「アフマディーネジャードが勝利しなかったら、今頃偽善者たちが生まれていただろう」:メスバーフ=ヤズディーの門弟が発言
2009年08月05日付 E'temad-e Melli 紙


メスバーフ=ヤズディー氏が主宰する「イマーム・ホメイニー研究所近代史センター」のラフダール元所長は昨日、「われわれはどのようにして、突如として偽善者となるのか」と題されたシンポジウムの中で、「もしアフマディーネジャードが大統領選で勝利を収めなかったならば、まさにイスラーム初期のアブー・バクル派のような偽善者集団が今頃生まれていただろう」と述べた。
〔※アブー・バクルは、預言者ムハンマドの後継者としてイスラーム共同体を率いた初代正統カリフ。シーア派にとっては、初代イマーム・アリーが継ぐべき地位を簒奪した者として見なされている。「偽善者」は、現代的文脈では、特にイスラーム共和国体制を信奉していると見せかけて、その実マルクス主義やリベラリズムに走った人々を指す〕
 
 テヘラン大学学生バスィージによって開かれたこのシンポジウムの中で、ホッジャトルエスラーム・ラフダールはさらに、次のように述べた。
《セイエド》という地位は敬うべきものではあるが、同時にイスラーム史の中では、偽善を生み出してきたのも事実だ。というのも、イスラーム史におけるセイエドたちは、ちょうどヨーロッパ史における《ロード》(Lord=封建貴族)の役割を担っているからだ。イスラームには、ヨーロッパ的な貴族主義のようなものはないが、しかしイスラームには《相対的な貴族主義》とでも言えるものがある。《セイエド》という地位は、まさにそれに当たる。

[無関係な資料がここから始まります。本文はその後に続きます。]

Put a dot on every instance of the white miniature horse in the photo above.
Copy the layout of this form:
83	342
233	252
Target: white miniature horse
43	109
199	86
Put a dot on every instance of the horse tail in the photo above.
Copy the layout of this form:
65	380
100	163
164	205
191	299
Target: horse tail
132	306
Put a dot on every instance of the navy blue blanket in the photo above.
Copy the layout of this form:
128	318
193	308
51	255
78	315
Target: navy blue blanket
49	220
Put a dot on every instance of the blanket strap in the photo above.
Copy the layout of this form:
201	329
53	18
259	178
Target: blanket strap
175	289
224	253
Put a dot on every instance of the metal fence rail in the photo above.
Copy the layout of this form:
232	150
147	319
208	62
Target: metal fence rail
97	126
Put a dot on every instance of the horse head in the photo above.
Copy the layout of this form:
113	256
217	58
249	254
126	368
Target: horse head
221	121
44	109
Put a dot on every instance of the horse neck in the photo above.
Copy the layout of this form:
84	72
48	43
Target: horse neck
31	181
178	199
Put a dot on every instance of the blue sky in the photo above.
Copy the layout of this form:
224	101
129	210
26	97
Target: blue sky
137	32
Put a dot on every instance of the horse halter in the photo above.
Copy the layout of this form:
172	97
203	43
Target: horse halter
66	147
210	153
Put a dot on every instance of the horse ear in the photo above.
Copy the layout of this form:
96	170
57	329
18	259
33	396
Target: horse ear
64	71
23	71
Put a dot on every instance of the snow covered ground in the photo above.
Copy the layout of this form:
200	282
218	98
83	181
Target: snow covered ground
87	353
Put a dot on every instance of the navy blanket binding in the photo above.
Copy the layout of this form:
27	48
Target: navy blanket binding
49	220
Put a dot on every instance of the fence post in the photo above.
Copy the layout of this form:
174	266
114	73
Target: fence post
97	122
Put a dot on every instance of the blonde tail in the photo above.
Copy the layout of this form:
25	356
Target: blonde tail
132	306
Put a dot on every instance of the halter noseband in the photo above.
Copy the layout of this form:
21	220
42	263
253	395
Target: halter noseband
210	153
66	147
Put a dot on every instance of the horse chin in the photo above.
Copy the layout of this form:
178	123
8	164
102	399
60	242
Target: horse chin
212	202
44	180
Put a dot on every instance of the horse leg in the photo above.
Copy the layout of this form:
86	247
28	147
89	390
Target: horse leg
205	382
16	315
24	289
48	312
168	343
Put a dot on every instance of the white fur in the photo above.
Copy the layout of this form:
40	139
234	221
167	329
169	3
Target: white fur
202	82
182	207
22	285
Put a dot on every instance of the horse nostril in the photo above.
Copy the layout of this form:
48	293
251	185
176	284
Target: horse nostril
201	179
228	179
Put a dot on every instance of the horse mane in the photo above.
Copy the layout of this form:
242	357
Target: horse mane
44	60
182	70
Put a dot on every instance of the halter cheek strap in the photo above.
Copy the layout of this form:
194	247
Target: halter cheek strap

〔※「セイエド」とは預言者ムハンマドの血を引く子孫のことで、イスラームでは一定の尊敬を集めてきた。ラフダール氏はここで、「セイエド」がイスラームでは特別なステータスとして悪用され、本来平等であるべきイスラームを歪める結果を招いていると非難している。なお、貴族主義=特権主義の排除はアフマディーネジャードのスローガンの一つ〕

 同氏はさらに次のように付け加えた。
セイエドとは、神によってハーシム家にのみ与えられた地位であり、特にザフラーの血を引いたセイエドたちのことであると言われている。にもかかわらず、ザフラーの血を引かないセイエドたちがいるのも事実だ。

〔※ハーシム家とは、預言者ムハンマドの曾祖父ハーシムの血を引く一族のこと。西暦750年に始まるアッバース朝は、ハーシムの孫アッバース(預言者ムハンマドの叔父)に由来する。ザフラーとは、預言者ムハンマドの娘で初代イマーム・アリーの妻ファーティマのこと。ラフダール氏がここで述べているのは、ムハンマド=ファーティマの血を直接引く子孫こそ敬われるべき「セイエド」の本流であって、アッバースの血を引くセイエドは本来の「セイエド」ではない、ということ〕

 イラン労働通信の報道によると、ゴムのフォトゥーフ・イスラーム研究所所長を務めるラフダール氏は、ザフラーの血を引かぬセイエドたちは歴史上つねに、ザフラーの血を引くセイエドたちと混淆しようと努力してきたと強調した上で、次のように指摘した。
アッバース一族のような人々は、セイエドの家系を利用し、またそうであると僭称することで、権力を手に入れようとしてきた。彼らは「われわれは預言者一族の叔父の子孫だ」などと言い張ることで、自らをセイエドであるかのようなフリをし、国家権力を手にすることに成功してきたのだ。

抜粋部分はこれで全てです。